I chance a look around the umbrella and get a bucket of water in my face. Poor Lisa looks like she’s been in the pool with her clothes on. Her hair is stuck to her face.

Wes barfs over the side. Pura Vomit, baby.

Steve corrects course towards Gilligan’s Island.

More gin, please, except it pours down my face as I try to drink.

Blank.

Is that… is that… motion sickness? The horizon is wishy-washy. The waves deep. There’s UP, there’s DOWN, UP and DOWN, up-up-UP, down-down. UP. Rock side to side.

Down.

Up.

Ugh. I close my eyes and concentrate on a vitreous remnant. It’s like a squiggly gyroscope on the inside of my eyelid and it stabilizes my queasiness.

Babe and I huddle for half an hour. We’re soaked except for our heads. “Good!” she says, I’m not sure why. The ocean is coal gray, spotted with whitecaps.

Remind self to thank Laurie for organizing this fiasco. When I see her next and she asks me how it went I’m going to throw a glass of water in her face and heave on her sandals. Then she’ll have an idea.

THANK GOD ALMIGHTY WE STOP. Time to fish!

Everything is soaked through and through—even the ocean looks wetter than usual. Jim is freezing and Lisa has goose bumps. Bob pees while Christian sings a good-luck song for fishing. At least I imagine it’s such because I don’t understand a word. Nice touch, I think.

Jeff vomits.

Steve is already casting off the back of the boat.

Grab a freakin’ fish and let’s get the hell out of here.

I try to eat a boiled egg but my mouth is dry. It takes forever since most of the gin to wash it down is flowing down my neck. Stupid thermos.

After much casting this way and that there’s a catch! Steve hands me the rod and I think I hear thunder. Oh great, a lightning rod in my groin area.

Crank-crank-crank-crank… Oy, this is a pain in the ass. I’m supposed to pull and crank, I’m told. Of course! I recall what I’ve seen on TV. Pull-crank-crank-crank, etc.

What is it?

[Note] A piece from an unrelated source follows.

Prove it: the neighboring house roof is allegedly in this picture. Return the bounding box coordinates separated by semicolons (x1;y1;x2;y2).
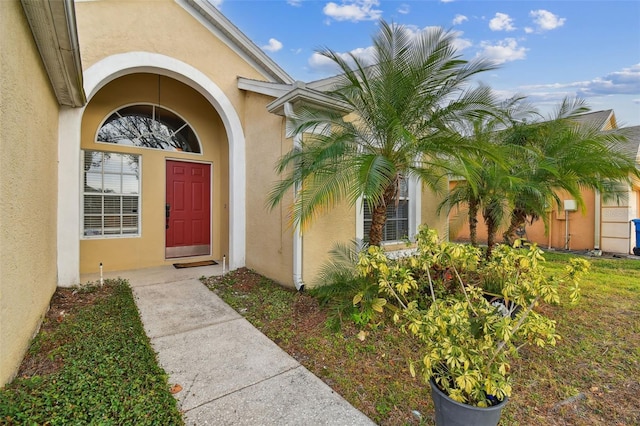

Boy or girl? Should I pass out cigars? It’s a 10 pound mackerel, sex unknown. Steve tears the hook out of its spine and throws the fish in the cooler on top of the oranges and juice. I feel guilty.

We’re moving on. UP-Down. Rock a little. UP-Down.

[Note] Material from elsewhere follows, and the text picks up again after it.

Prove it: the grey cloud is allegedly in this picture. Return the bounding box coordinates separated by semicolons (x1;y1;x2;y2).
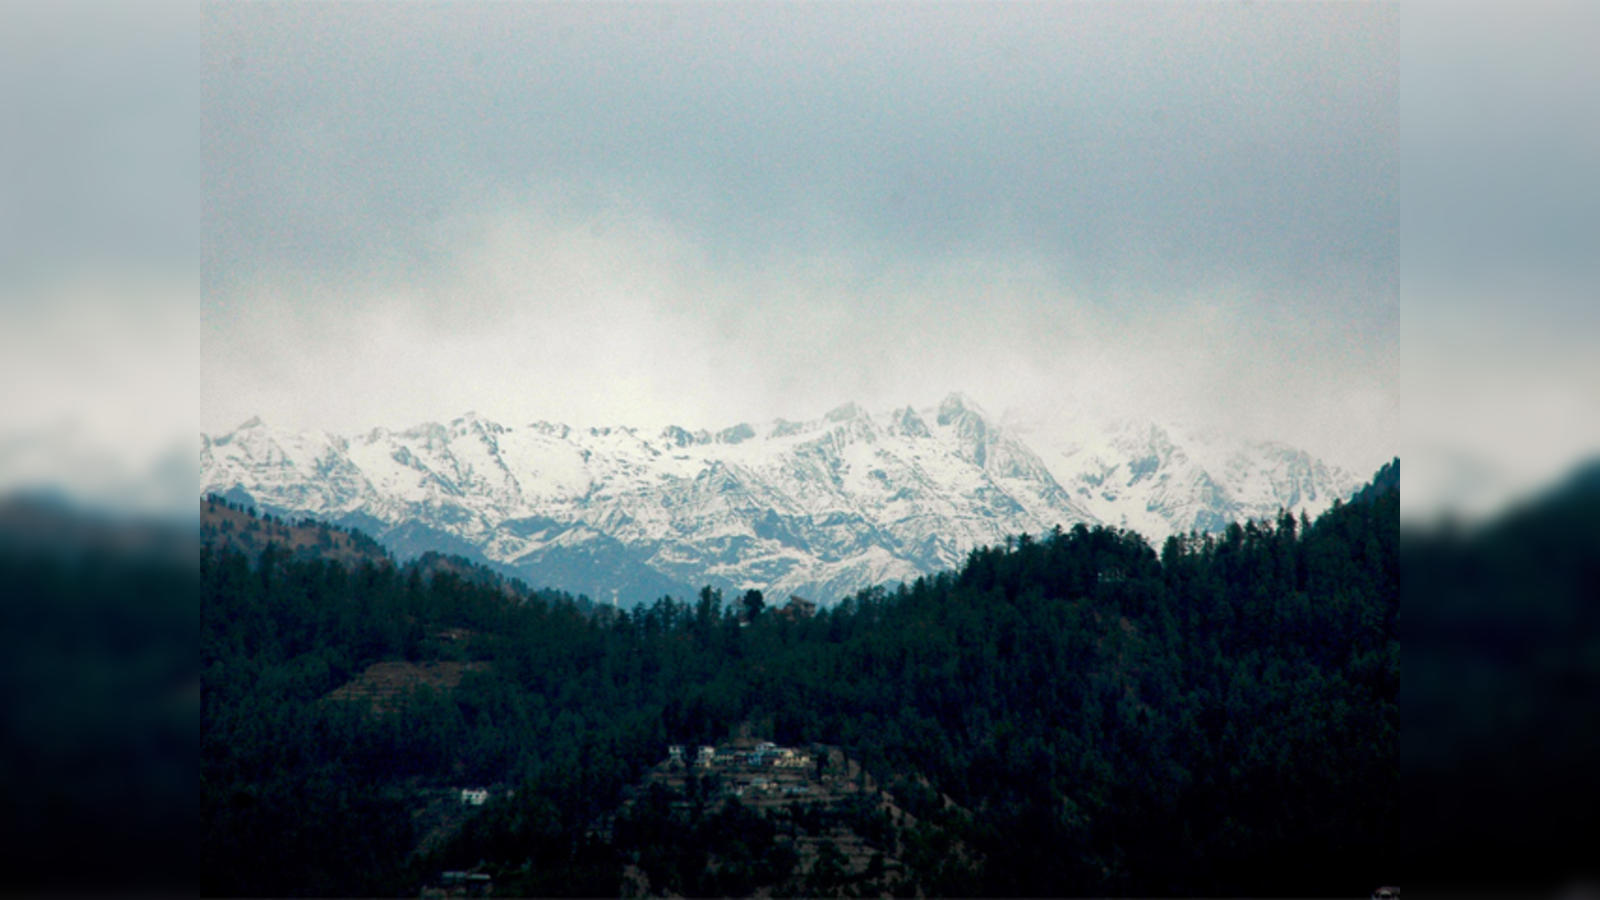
204;3;1394;296
202;2;1397;476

More of the same sin the fish.

We look around but still no fish. If there are fish they’re playing cards and laughing at us. I wish I was playing cards.

THANK GOD ALMIGHTY WE’RE GOING BACK.

Another hour and a half of… ugh, I can’t even write it without getting nauseous.

Pay the man $400 and another $100 for gas. That’s a five hundred dollar fish to split between eight people—a fish I had to get up practically the day before to haul out of the ocean. A fish that nearly cost me my life, or possibly my groin area. A fish who made me wear half a thermos of gin!

If you ever ask me to go deep sea fishing don’t be surprised when I ask you to sit on a blowfish instead.